Unfortunately InitContainers can fail and when that happens you probably want to be notified because your app will never start. Kube-state-metrics exposes plenty of Kubernetes cluster metrics for Prometheus. Combining the two we can monitor and alert whenever we discover container problems. Recently, a pull-request was merged that provides InitContainer data.

The metric kube_pod_init_container_status_last_terminated_reason tells us why a specific InitContainer failed to run; whether it's because it timed out or ran into errors.

To use the InitContainer metrics deploy Prometheus and kube-state-metrics. Then target the metrics server in your Prometheus scrape_configs to ensure we're pulling all the cluster metrics into Prometheus:

- job_name: 'kube-state-metrics'
    - targets: ['kube-state-metrics:8080']

kube_pod_init_container_status_last_terminated_reason contains the metric label reason that can be in five different states:

  • Completed
  • OOMKilled
  • Error
  • ContainerCannotRun
  • DeadlineExceeded

We want to be alerted whenever a metric that is not 'Completed' is scraped because that means an InitContainer has failed to run.

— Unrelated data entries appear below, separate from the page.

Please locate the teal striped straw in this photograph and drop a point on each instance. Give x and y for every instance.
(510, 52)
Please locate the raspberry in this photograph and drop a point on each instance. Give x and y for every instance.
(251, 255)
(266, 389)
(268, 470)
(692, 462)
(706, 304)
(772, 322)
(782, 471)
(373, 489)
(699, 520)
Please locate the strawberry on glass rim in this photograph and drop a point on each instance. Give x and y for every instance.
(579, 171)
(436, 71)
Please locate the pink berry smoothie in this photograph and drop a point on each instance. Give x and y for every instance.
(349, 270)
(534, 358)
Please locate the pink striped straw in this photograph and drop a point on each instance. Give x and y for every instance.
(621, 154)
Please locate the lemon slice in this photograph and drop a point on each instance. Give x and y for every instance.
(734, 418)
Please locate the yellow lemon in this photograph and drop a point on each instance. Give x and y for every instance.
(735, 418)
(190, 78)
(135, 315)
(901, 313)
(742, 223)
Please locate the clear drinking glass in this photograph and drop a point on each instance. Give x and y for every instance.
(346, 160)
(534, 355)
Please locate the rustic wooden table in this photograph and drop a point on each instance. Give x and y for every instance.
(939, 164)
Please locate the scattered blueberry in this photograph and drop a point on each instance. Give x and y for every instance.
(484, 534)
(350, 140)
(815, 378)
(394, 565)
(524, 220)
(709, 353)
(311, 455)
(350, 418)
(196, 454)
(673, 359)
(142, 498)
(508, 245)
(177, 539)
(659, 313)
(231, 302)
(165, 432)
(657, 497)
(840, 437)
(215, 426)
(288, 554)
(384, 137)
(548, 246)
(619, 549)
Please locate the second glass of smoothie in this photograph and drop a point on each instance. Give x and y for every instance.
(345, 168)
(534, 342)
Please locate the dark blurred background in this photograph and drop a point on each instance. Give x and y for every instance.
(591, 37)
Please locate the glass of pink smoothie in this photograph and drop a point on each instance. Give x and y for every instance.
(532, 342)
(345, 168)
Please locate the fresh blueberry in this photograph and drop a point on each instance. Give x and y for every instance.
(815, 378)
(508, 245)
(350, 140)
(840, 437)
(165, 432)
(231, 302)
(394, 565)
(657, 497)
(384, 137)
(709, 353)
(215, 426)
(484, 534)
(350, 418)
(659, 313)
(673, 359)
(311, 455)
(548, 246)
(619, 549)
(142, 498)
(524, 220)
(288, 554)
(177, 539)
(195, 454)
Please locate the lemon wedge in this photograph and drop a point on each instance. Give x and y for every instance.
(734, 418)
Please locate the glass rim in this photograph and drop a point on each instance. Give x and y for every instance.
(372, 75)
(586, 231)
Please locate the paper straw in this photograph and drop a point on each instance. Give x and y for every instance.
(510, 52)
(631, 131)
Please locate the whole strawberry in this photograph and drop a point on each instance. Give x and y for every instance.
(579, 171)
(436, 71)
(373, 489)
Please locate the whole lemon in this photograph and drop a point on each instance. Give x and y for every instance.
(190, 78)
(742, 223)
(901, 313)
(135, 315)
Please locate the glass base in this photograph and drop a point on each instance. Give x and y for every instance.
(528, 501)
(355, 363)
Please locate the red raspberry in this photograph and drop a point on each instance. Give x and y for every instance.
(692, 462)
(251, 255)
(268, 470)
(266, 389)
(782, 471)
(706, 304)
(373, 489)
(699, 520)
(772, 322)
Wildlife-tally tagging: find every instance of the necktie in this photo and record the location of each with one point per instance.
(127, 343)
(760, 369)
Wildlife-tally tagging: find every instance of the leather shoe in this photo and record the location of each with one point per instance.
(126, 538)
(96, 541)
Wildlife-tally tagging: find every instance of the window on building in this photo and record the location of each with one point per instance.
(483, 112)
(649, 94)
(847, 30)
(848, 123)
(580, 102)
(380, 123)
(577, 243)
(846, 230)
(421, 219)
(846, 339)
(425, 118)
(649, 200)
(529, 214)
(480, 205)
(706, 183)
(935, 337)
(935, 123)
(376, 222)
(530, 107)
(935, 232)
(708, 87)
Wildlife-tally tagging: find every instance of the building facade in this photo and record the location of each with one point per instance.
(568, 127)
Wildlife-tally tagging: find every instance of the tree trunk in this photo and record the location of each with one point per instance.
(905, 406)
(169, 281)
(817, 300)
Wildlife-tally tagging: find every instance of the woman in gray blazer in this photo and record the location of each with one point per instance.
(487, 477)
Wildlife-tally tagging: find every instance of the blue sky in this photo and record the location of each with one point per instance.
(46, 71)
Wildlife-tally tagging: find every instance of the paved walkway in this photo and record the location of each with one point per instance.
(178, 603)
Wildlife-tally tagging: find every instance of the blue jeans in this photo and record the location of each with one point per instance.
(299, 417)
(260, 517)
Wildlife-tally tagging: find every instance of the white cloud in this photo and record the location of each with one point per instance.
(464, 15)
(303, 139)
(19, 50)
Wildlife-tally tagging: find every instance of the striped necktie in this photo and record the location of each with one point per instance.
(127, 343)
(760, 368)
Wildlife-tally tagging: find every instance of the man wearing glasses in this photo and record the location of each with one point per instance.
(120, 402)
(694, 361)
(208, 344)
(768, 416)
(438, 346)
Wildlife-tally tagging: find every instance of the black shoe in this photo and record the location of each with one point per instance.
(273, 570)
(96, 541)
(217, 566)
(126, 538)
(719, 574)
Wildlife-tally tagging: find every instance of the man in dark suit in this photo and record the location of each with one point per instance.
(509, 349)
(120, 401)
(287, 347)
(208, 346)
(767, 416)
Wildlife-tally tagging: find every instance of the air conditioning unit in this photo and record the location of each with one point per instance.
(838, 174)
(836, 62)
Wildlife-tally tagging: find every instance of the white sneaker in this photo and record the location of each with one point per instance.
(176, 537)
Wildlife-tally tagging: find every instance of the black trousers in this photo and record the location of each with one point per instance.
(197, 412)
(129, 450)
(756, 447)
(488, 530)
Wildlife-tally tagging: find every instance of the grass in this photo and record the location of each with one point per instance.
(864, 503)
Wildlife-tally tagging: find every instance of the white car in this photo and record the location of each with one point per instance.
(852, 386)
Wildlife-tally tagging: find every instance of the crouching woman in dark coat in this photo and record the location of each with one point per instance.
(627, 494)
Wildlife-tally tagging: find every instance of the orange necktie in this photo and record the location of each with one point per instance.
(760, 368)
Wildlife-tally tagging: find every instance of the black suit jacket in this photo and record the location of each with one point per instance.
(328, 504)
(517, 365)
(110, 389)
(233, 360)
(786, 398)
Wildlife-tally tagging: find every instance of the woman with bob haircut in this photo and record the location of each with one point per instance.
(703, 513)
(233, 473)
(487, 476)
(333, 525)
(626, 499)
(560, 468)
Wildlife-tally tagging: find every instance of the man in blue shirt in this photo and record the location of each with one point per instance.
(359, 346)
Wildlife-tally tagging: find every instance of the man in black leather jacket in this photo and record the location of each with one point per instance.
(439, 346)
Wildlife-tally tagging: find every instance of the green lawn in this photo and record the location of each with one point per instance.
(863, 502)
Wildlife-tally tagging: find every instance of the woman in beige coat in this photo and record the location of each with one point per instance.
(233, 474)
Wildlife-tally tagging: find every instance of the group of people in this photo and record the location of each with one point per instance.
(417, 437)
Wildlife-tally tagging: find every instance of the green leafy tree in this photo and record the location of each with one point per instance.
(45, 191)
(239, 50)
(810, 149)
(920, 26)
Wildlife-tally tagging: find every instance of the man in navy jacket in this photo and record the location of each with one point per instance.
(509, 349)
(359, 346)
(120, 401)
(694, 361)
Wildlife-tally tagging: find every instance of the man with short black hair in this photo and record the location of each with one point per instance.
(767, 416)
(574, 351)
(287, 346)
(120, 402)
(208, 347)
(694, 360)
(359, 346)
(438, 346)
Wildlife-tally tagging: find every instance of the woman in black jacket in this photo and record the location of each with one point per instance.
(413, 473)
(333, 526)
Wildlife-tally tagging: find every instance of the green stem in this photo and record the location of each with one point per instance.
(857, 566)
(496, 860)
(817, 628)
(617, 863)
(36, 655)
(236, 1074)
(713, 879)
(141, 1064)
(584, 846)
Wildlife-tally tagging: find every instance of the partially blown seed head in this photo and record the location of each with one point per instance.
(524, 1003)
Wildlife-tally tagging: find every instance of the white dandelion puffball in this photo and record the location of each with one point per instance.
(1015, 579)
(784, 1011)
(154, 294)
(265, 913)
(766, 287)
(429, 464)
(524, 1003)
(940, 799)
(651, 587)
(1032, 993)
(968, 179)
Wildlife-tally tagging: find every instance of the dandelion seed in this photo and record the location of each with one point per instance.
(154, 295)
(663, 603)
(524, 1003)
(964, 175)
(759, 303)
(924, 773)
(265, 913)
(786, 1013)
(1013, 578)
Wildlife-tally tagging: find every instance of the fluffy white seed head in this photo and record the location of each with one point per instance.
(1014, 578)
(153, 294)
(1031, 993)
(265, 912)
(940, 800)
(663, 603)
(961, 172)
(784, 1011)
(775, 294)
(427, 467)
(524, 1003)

Here is an example alerting rule.

  - name: Init container failure
      - alert: InitContainersFailed
        expr: kube_pod_init_container_status_last_terminated_reason{reason!="Completed"} == 1
          summary: '{{ $labels.container }} init failed'
          description: '{{ $labels.container }} has not completed init containers with the reason {{ $labels.reason }}'

Happy monitoring!